= Reed's rules =

Reed's rules are a set of guidelines developed by Joseph O. Reed in interpretation of pediatric radiology.

==Reed's rules==
Reed's rules are as follows:
1. On every chest film, read the abdominal portion as you would read an abdominal film.
2. Knowledge of anatomy is the key to correct radiographic diagnosis.
3. The airway should be visible on all normal chest films.
4. A mass must be seen in two planes.
5. An esophagram must be done on any child with unexplained respiratory disease.
6. In unilateral hyperexpansion of the lungs, you must see how the air moves. Mediastinal position is critical to this determination.

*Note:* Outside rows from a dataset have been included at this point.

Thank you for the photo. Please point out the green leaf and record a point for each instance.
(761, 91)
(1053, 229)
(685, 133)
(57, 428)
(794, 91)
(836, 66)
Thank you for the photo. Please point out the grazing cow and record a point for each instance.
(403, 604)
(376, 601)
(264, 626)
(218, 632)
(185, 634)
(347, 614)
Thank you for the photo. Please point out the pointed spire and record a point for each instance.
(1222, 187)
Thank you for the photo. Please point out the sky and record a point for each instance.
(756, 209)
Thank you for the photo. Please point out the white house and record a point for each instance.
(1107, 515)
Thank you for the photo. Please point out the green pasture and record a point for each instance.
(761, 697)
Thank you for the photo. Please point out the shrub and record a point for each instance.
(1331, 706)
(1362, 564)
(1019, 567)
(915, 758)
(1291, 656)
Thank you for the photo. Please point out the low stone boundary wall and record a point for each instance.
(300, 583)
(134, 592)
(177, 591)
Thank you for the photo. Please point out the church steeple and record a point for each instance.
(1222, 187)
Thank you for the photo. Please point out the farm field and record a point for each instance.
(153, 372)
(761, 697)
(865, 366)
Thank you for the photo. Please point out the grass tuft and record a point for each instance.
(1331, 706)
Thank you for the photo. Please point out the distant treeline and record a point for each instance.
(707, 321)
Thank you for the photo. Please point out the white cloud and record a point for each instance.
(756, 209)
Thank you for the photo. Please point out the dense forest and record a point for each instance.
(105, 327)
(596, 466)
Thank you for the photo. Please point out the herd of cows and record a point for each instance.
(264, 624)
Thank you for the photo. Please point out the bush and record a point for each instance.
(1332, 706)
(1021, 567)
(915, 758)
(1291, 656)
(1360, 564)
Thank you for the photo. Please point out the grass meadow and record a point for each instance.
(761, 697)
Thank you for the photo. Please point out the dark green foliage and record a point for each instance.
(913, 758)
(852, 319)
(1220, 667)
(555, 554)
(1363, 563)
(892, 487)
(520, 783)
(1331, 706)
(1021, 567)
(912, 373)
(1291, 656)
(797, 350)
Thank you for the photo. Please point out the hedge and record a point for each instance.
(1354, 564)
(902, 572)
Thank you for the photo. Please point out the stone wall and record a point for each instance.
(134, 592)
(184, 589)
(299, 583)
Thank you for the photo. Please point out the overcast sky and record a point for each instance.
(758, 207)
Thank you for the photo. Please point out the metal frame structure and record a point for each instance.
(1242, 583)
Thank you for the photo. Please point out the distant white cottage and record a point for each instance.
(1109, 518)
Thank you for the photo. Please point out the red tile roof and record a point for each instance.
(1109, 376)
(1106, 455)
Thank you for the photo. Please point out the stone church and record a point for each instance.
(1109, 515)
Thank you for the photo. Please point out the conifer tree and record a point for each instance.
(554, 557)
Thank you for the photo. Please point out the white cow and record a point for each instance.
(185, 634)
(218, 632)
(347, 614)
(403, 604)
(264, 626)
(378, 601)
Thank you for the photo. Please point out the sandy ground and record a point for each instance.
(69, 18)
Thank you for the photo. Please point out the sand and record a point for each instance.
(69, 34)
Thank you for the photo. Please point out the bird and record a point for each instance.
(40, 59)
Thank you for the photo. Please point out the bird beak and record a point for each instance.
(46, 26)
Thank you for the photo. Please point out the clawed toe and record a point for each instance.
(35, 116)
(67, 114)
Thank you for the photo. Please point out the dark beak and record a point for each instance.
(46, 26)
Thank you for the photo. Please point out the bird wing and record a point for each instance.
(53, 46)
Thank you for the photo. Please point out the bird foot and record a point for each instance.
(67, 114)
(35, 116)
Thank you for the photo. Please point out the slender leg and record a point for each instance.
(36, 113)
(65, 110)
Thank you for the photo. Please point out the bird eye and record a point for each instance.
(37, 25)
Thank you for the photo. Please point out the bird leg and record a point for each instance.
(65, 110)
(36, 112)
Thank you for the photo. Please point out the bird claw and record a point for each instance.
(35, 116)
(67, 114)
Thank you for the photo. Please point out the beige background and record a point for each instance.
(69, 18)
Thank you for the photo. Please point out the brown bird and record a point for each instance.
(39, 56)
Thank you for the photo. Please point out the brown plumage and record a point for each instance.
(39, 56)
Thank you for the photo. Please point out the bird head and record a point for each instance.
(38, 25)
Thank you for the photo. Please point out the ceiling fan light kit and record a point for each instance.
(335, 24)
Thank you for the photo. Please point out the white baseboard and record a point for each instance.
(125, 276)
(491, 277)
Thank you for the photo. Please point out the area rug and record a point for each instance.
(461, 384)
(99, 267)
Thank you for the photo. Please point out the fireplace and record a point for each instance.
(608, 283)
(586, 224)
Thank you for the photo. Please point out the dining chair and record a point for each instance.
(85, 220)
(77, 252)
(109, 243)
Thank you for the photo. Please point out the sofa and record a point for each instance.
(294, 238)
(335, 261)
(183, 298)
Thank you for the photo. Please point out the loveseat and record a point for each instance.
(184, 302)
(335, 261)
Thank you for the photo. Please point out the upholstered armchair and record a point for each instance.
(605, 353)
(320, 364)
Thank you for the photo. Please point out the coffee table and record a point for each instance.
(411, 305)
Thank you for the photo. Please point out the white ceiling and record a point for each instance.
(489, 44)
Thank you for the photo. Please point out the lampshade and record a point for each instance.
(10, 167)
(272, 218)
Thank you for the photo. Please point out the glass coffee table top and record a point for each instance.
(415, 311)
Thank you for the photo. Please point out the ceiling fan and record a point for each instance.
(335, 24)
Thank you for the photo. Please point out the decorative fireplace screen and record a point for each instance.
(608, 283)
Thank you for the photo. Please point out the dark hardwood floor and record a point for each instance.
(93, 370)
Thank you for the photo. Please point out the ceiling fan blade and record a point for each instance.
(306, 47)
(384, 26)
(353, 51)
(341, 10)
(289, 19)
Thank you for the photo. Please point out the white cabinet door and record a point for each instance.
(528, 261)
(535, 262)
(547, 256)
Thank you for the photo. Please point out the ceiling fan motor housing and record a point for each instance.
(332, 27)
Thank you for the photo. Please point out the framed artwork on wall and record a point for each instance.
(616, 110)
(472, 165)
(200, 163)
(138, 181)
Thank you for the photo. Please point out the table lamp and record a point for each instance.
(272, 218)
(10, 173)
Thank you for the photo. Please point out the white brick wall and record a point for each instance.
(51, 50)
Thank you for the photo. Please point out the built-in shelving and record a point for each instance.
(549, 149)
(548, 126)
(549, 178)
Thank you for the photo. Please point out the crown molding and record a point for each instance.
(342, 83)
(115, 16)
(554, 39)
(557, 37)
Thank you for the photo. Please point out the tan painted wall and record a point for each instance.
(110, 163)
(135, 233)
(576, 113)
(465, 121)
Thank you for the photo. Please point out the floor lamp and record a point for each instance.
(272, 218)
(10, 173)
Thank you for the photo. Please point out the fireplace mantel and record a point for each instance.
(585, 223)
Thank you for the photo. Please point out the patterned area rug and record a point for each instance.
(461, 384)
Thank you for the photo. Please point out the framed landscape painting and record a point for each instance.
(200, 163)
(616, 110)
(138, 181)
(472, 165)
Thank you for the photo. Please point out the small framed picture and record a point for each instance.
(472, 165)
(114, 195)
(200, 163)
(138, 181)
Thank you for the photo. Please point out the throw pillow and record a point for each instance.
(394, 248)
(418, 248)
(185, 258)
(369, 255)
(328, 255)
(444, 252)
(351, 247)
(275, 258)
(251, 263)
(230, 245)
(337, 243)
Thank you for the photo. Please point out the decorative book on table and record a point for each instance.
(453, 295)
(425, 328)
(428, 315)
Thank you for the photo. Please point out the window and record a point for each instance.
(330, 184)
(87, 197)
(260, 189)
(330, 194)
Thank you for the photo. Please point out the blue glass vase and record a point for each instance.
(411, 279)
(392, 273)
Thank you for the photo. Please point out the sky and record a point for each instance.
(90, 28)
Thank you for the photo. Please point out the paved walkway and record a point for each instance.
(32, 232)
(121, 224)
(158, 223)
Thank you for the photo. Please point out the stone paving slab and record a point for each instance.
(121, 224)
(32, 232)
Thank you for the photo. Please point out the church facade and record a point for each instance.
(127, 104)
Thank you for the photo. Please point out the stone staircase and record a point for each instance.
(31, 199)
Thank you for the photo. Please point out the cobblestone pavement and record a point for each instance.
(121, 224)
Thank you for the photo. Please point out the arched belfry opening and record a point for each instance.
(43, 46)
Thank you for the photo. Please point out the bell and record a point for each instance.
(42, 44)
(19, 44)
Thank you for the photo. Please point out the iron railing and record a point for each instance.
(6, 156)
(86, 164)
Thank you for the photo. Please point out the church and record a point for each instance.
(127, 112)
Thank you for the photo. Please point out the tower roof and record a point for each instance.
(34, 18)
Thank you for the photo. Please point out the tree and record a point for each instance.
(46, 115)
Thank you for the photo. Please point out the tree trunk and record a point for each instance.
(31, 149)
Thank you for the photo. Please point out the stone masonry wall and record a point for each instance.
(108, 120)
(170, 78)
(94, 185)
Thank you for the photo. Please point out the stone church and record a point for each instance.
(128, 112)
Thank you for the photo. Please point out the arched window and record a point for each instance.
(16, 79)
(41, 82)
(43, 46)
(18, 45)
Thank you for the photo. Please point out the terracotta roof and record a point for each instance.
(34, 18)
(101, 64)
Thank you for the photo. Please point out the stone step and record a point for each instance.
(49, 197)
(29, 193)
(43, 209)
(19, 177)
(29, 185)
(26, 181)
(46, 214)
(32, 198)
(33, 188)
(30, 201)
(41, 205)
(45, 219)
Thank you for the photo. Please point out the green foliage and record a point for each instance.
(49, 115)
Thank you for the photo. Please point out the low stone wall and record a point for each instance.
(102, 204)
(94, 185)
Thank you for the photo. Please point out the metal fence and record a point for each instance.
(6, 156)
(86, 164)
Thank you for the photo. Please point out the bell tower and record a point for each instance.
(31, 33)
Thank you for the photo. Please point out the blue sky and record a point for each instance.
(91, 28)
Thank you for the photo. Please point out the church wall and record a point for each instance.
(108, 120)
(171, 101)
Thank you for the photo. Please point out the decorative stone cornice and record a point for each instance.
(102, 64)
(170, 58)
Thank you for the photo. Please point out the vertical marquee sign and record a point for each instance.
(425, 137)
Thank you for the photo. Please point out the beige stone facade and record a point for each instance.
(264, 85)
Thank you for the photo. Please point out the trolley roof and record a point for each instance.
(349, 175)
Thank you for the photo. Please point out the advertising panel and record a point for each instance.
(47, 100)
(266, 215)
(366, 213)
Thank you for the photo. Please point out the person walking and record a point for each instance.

7. Always review all old films to assess new ones properly. Subtle findings can be missed easily when a single previous examination is reviewed.
8. The abdominal examination should include a minimum of three views—supine, prone and erect.
9. On every abdominal examination, evaluate the chest as if you were looking at a chest film.
10. In obstruction of the lumen, there should be proximal distention.
11. During intravenous urography, keep taking films as long as you are getting needed information.
12. Try to find the effects of the mass on adjacent organs on each abdominal film. Draw the mass, if necessary.
13. After you have defined the mass, find the center of the lesion. Then consider all structures, gross and microscopic, near the center of the lesion as possible sources of the mass. Think skin to skin.
14. The periosteum is not normally seen.
15. When viewing an extremity, try to imagine the appearance of the patient. An excellent example is bowed legs or knock knees.